Biochemical Upcycling of PET via Glycolysis and Engineered Microbial Consortia

Polyethylene terephthalate (PET) waste remains a major environmental challenge due to its recalcitrance and low economic value. Here, we present an integrated biochemical approach that couples glycolysis with a synthetic microbial consortium to upcycle post-consumer PET (pcPET) into polyhydroxyalkanoates (PHA). Glycolysis efficiently depolymerized pcPET into bis(2-hydroxyethyl) terephthalate (BHET) in 2 h, circumventing the limitations of in vivo PET degradation.

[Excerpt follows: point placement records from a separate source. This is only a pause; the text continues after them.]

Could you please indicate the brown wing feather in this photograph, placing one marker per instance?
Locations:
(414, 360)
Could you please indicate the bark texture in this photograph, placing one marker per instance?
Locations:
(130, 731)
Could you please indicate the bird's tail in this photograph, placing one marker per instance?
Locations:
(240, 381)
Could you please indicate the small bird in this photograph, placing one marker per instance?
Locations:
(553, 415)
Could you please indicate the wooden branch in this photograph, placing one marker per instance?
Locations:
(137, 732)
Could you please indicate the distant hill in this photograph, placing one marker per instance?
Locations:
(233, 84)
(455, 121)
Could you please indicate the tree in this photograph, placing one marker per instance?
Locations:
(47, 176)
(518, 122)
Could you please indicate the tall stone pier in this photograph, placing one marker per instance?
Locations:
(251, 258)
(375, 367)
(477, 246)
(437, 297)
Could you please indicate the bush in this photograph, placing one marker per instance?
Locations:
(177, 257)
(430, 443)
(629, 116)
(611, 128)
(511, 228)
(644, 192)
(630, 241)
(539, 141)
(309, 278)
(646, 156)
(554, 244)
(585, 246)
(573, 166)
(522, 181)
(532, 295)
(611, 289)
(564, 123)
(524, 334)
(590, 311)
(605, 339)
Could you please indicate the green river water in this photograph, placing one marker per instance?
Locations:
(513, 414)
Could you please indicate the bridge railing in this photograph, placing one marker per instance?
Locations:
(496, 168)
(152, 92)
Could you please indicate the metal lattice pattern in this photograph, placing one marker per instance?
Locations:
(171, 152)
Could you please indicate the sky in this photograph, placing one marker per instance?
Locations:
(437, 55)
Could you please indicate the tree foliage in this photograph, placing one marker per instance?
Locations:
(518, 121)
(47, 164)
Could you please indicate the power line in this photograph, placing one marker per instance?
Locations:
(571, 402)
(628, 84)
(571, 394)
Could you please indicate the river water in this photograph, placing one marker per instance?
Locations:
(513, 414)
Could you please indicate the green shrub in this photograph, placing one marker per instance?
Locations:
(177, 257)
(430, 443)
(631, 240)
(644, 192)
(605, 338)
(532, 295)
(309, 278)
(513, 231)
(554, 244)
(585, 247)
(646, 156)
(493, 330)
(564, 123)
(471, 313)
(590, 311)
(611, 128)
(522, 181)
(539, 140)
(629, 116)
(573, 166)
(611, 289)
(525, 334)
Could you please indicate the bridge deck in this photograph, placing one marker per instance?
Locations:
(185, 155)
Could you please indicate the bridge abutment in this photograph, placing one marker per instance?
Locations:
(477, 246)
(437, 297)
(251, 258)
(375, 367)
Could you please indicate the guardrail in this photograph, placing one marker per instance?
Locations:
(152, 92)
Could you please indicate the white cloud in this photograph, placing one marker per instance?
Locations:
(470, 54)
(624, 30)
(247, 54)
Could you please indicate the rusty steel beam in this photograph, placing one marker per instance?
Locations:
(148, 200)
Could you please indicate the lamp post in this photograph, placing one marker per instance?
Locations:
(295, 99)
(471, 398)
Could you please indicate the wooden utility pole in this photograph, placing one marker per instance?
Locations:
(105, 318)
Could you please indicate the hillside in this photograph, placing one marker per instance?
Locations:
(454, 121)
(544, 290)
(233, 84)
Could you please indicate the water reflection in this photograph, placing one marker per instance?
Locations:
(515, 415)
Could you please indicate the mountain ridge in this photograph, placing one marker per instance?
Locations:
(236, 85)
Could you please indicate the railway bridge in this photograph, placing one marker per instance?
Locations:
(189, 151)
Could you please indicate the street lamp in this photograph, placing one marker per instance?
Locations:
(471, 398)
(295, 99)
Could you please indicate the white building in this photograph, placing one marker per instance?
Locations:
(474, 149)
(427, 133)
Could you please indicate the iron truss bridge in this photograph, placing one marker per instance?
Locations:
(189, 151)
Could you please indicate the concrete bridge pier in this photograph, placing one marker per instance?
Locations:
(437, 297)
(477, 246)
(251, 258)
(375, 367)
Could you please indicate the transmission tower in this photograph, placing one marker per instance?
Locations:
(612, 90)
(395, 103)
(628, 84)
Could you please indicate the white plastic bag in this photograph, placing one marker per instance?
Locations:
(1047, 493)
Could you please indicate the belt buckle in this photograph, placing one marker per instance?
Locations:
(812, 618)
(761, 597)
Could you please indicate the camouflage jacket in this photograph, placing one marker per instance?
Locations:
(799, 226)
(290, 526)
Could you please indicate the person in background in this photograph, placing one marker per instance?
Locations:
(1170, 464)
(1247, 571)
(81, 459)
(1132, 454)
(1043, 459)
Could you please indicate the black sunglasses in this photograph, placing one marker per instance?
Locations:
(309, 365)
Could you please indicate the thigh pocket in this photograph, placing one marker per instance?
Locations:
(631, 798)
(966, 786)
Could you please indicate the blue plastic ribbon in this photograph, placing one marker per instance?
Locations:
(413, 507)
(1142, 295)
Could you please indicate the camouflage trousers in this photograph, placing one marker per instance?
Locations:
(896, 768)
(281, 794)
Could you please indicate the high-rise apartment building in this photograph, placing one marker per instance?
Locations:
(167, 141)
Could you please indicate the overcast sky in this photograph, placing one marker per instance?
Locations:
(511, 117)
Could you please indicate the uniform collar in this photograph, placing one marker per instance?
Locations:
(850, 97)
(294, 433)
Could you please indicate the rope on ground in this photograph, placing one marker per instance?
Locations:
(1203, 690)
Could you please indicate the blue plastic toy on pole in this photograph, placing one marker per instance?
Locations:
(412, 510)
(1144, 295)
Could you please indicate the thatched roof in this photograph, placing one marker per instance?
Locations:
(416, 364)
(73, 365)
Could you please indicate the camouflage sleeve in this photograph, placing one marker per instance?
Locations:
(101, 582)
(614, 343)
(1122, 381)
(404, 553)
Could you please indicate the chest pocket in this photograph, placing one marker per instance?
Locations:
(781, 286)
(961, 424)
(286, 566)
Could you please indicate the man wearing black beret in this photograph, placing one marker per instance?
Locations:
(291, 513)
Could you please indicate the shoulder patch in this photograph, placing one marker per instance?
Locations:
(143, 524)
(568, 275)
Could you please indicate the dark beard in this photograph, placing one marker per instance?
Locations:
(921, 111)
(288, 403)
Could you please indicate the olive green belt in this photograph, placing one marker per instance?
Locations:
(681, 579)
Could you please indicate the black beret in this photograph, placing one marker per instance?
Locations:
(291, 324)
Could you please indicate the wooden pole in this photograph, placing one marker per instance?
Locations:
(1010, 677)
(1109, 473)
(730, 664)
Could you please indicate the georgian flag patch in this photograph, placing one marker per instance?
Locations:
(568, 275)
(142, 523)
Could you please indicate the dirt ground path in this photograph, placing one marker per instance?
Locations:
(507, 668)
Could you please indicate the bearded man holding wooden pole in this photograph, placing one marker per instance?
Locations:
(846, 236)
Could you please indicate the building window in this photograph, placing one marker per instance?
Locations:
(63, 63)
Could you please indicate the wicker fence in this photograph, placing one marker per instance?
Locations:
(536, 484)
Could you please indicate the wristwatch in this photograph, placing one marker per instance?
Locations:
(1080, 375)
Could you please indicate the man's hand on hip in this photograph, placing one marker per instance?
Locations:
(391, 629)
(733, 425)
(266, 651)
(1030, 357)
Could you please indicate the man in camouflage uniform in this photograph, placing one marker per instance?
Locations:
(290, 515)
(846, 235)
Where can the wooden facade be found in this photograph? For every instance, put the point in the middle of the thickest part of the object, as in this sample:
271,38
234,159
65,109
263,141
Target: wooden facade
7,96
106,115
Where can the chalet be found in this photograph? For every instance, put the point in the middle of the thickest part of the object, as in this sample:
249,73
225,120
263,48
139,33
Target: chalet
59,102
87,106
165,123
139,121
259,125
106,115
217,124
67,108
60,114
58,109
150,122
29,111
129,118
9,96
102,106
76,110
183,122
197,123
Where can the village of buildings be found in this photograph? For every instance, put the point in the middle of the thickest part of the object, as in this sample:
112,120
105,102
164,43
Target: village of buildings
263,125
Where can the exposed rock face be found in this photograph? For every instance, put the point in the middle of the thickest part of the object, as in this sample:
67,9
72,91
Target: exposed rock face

We engineered a two-species microbial consortium composed of Comamonas testosteroni RW31, able to metabolise terephthalic acid, and Pseudomonas putida JM37, able to consume ethylene glycol, each modified for the extracellular secretion of PET- and MHET-hydrolases, employing different plasmid architectures. This division of labour enabled rapid BHET hydrolysis and the subsequent upcycling of the released monomers into PHAs. The combination of the different strains allowed to select C. testosteroni pSEVA354-MHETase and P. putida pSEVA234-PETase as the best consortium, based on growth and PHAs content. Overall, this work proposes a strategy for PET waste depolymerisation and valorisation, highlighting the potential of mixed chemical and biological approaches and the use of non-conventional microbial chassis within engineered consortia.